Chinese officials have initiated a review of Meta's recent $2 billion acquisition of the artificial intelligence startup Manus, examining potential violations of technology export controls. The move introduces a new layer of geopolitical complexity to a deal involving a US tech giant and an AI firm with deep Chinese roots.
The review, which is in its preliminary stages, could give Beijing significant leverage over the transaction, highlighting the escalating tech rivalry between the United States and China.
Key Takeaways
- China's commerce ministry is assessing Meta's $2 billion purchase of AI startup Manus for potential export control violations.
- The deal is under scrutiny because Manus, a company with Chinese founders and development history, relocated its core team to Singapore before the sale.
- This review could allow Beijing to influence or even block the transaction, echoing past interventions like the attempted forced sale of TikTok.
- The situation underscores the growing trend of "Singapore washing," where Chinese tech firms move to the city-state to navigate geopolitical tensions.
Geopolitical Chess Match Over AI Technology
The acquisition of Manus by Meta, announced last week, has drawn the attention of regulators in Beijing. Officials are now determining whether the company's relocation of staff and proprietary technology from China to Singapore required a government-issued export license.
According to sources familiar with the matter, while a formal investigation has not been launched, the possibility of requiring a license provides Beijing with a mechanism to exert influence. In an extreme scenario, this could be used to compel the parties to abandon the deal entirely.
This approach is not without precedent. China previously used similar regulatory tools to intervene during the Trump administration's efforts to force the sale of TikTok's US operations.
The Rise of "Singapore Washing"
The Manus deal has raised concerns in Beijing that other innovative Chinese startups might follow a similar path, moving their operations abroad to sidestep domestic regulations and geopolitical friction.
This practice has become so common it's been dubbed "Singapore washing," where companies establish a presence in the city-state to present a more neutral, global image and avoid the sensitivities tied to a Chinese headquarters.
While many such companies maintain operations in China, the core team behind Manus completed its move to Singapore in the summer of 2025. This physical relocation presents a challenge for Chinese authorities seeking to assert jurisdiction.
A Complex Corporate Structure
Manus is officially operated by a Singapore-based entity named Butterfly Effect Pte.

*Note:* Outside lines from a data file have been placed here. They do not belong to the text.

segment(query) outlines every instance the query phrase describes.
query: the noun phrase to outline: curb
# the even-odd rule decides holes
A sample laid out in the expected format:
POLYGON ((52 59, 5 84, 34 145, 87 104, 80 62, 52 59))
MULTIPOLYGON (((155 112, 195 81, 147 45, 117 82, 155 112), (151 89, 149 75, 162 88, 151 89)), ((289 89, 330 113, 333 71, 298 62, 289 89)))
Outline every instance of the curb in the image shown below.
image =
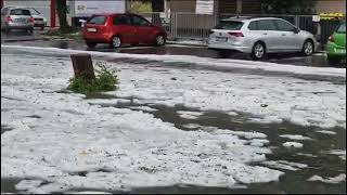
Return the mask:
POLYGON ((35 38, 35 39, 4 39, 3 42, 20 42, 20 41, 37 41, 37 40, 49 40, 47 38, 35 38))
POLYGON ((178 41, 166 41, 167 44, 179 44, 179 46, 192 46, 192 47, 207 47, 207 43, 183 43, 178 41))

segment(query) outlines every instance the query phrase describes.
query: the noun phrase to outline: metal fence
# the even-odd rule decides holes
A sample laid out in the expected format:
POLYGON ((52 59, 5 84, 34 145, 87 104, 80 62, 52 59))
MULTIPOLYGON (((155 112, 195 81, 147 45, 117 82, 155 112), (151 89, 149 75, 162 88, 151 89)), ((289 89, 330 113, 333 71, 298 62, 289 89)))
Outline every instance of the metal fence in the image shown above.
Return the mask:
MULTIPOLYGON (((219 20, 237 16, 236 14, 201 15, 188 12, 176 13, 141 13, 144 17, 156 25, 162 25, 171 39, 194 39, 205 40, 209 36, 209 30, 214 28, 219 20)), ((288 21, 303 30, 319 35, 317 39, 321 43, 326 43, 327 37, 333 32, 338 21, 321 21, 320 31, 314 25, 312 15, 264 15, 264 14, 242 14, 243 16, 255 17, 279 17, 288 21)))

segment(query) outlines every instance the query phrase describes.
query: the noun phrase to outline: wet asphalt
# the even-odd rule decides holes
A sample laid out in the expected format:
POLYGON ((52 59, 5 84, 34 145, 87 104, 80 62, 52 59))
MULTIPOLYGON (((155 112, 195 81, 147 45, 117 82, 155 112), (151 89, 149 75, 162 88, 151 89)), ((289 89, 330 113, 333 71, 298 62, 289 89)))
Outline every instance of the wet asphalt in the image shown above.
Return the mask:
MULTIPOLYGON (((235 58, 235 60, 248 60, 249 55, 232 52, 230 55, 220 55, 217 51, 208 50, 203 46, 182 46, 182 44, 166 44, 165 47, 152 47, 152 46, 124 46, 120 49, 111 49, 108 44, 98 44, 95 49, 88 49, 82 40, 47 40, 42 39, 44 31, 35 30, 34 34, 25 31, 12 31, 10 34, 1 32, 1 43, 3 44, 21 44, 33 47, 53 47, 60 49, 74 49, 74 50, 91 50, 101 52, 118 52, 118 53, 131 53, 131 54, 157 54, 157 55, 193 55, 201 57, 211 58, 235 58)), ((326 55, 323 52, 314 53, 312 56, 301 56, 299 53, 283 53, 283 54, 270 54, 266 62, 272 62, 278 64, 291 64, 297 66, 312 66, 312 67, 336 67, 346 68, 346 61, 337 65, 329 64, 326 55)))

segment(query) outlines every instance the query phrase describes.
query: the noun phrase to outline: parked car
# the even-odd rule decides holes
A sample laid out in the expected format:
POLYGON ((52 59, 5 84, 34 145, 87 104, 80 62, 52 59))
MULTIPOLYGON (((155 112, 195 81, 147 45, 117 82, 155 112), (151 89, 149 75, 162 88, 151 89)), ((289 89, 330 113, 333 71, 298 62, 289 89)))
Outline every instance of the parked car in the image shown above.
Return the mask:
POLYGON ((210 30, 208 48, 249 53, 254 60, 261 60, 268 53, 312 55, 317 40, 312 34, 281 18, 239 16, 221 20, 210 30))
POLYGON ((83 39, 89 48, 110 43, 113 48, 123 44, 164 46, 167 34, 158 26, 136 14, 92 15, 82 27, 83 39))
POLYGON ((35 8, 27 8, 27 9, 29 9, 29 11, 34 17, 34 26, 40 27, 41 30, 43 30, 44 27, 47 26, 47 18, 39 11, 37 11, 35 8))
POLYGON ((327 61, 332 65, 337 64, 340 60, 346 60, 346 22, 342 23, 329 37, 325 51, 327 61))
POLYGON ((16 6, 1 9, 1 30, 10 32, 12 29, 34 31, 34 17, 28 9, 16 6))

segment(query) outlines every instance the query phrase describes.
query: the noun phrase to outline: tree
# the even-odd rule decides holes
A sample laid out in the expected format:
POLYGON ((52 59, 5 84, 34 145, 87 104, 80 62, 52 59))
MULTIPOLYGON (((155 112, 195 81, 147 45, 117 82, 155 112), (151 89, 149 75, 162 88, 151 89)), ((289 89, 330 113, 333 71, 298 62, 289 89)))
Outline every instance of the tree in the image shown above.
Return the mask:
POLYGON ((316 0, 264 0, 261 10, 269 14, 313 14, 316 0))
POLYGON ((152 23, 162 25, 160 14, 157 12, 164 12, 164 0, 152 0, 152 23))
POLYGON ((60 24, 60 31, 63 34, 69 32, 72 30, 72 27, 67 24, 67 20, 66 20, 66 14, 67 14, 66 0, 55 0, 55 2, 56 2, 59 24, 60 24))

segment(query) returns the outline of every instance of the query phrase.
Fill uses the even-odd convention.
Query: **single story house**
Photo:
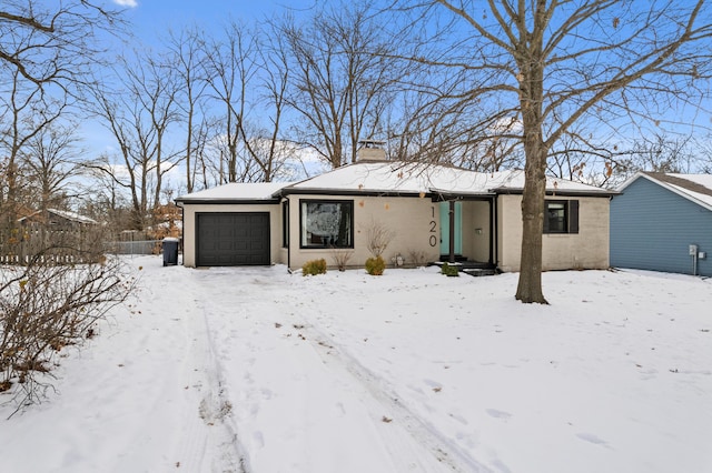
[[[373,154],[373,153],[372,153]],[[186,266],[310,260],[363,266],[374,232],[389,265],[478,262],[518,271],[521,170],[364,160],[301,182],[229,183],[182,195]],[[609,268],[612,192],[547,179],[545,270]]]
[[[712,174],[639,172],[611,202],[611,264],[712,276]]]

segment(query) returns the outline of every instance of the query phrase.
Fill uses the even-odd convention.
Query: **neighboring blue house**
[[[639,172],[611,202],[611,265],[712,276],[712,174]]]

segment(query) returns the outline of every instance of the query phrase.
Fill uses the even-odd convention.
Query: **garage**
[[[198,266],[267,265],[269,212],[196,213]]]

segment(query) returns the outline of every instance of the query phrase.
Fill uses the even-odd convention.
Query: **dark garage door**
[[[269,213],[198,213],[198,266],[269,264]]]

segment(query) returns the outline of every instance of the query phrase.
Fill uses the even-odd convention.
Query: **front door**
[[[455,244],[454,254],[463,254],[463,203],[454,202],[455,213]],[[449,209],[451,202],[441,202],[441,254],[449,254]]]

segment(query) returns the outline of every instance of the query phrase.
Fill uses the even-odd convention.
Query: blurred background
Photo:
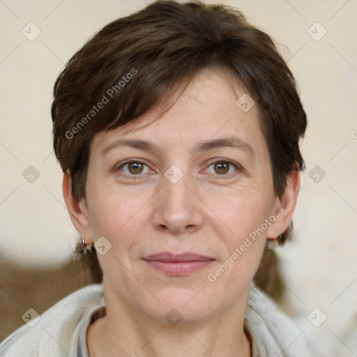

However, its technology was developed, at least in part, by a sister company, Beijing Butterfly Effect Technology. This Beijing entity was established in 2022 by Manus's founders, including CEO Xiao Hong, and remains registered in the city, though its offices were reportedly empty when visited in August.
Navigating a Two-Sided Regulatory Gauntlet
The startup's journey from China to Singapore appears to have been influenced by regulations from both superpowers. The relocation followed a financing round led by the prominent US venture capital firm Benchmark, which reportedly triggered inquiries from the U.S. Treasury Department regarding new rules that restrict American investment in Chinese AI companies.
This pressure from Washington may have accelerated Manus's decision to disentangle itself from its Chinese origins. Cui Fan, a professor at the University of International Business and Economics, commented on the situation in a public social media post.
"Manus’s step-by-step disentanglement from China was undeniably propelled by US investment restrictions," Cui wrote, suggesting that any Chinese review should focus on whether export-controlled technologies were developed while the team was in China.
He further warned that simply relocating does not guarantee a bypass of regulatory frameworks. "Believing that quickly severing ties with China can bypass both US and Chinese regulatory regimes may be overly simplistic," Cui added, noting that confirmed unauthorized exports could lead to legal consequences, including potential criminal liability.
A Tale of Two Ecosystems
In the United States, some analysts view Meta's acquisition as a strategic victory for American policy. They argue it demonstrates the effectiveness of restrictions designed to curb the flow of US capital and technology to China's AI sector.
"The Manus acquisition shows that US restrictions on investment and AI chip exports are causing two distinct AI ecosystems to develop — the US AI ecosystem and the Chinese AI ecosystem," said Chris McGuire, a senior fellow at the Council on Foreign Relations. "Manus’ defection shows that the US ecosystem is currently more attractive."
Uncertain Future for the $2 Billion Deal
With Meta's core products like Facebook, Instagram, and WhatsApp already blocked in China, the company has little direct business to lose from Beijing's disapproval. The primary risk lies in the potential unraveling of the $2 billion deal to acquire Manus and its AI agent software, which Meta plans to integrate into its own product suite.
The product developed by Manus, an AI-powered assistant, is not considered a core strategic technology by some observers in China, which could reduce the urgency for a heavy-handed intervention from Beijing.
However, the symbolic nature of the deal—a promising AI startup with Chinese origins being absorbed by a US tech behemoth—places it squarely in the crosshairs of the ongoing technological competition between the two nations. The outcome of China's review will be closely watched as a bellwether for future cross-border tech transactions.
Meta, Manus, and China's commerce ministry have not yet issued public comments on the review.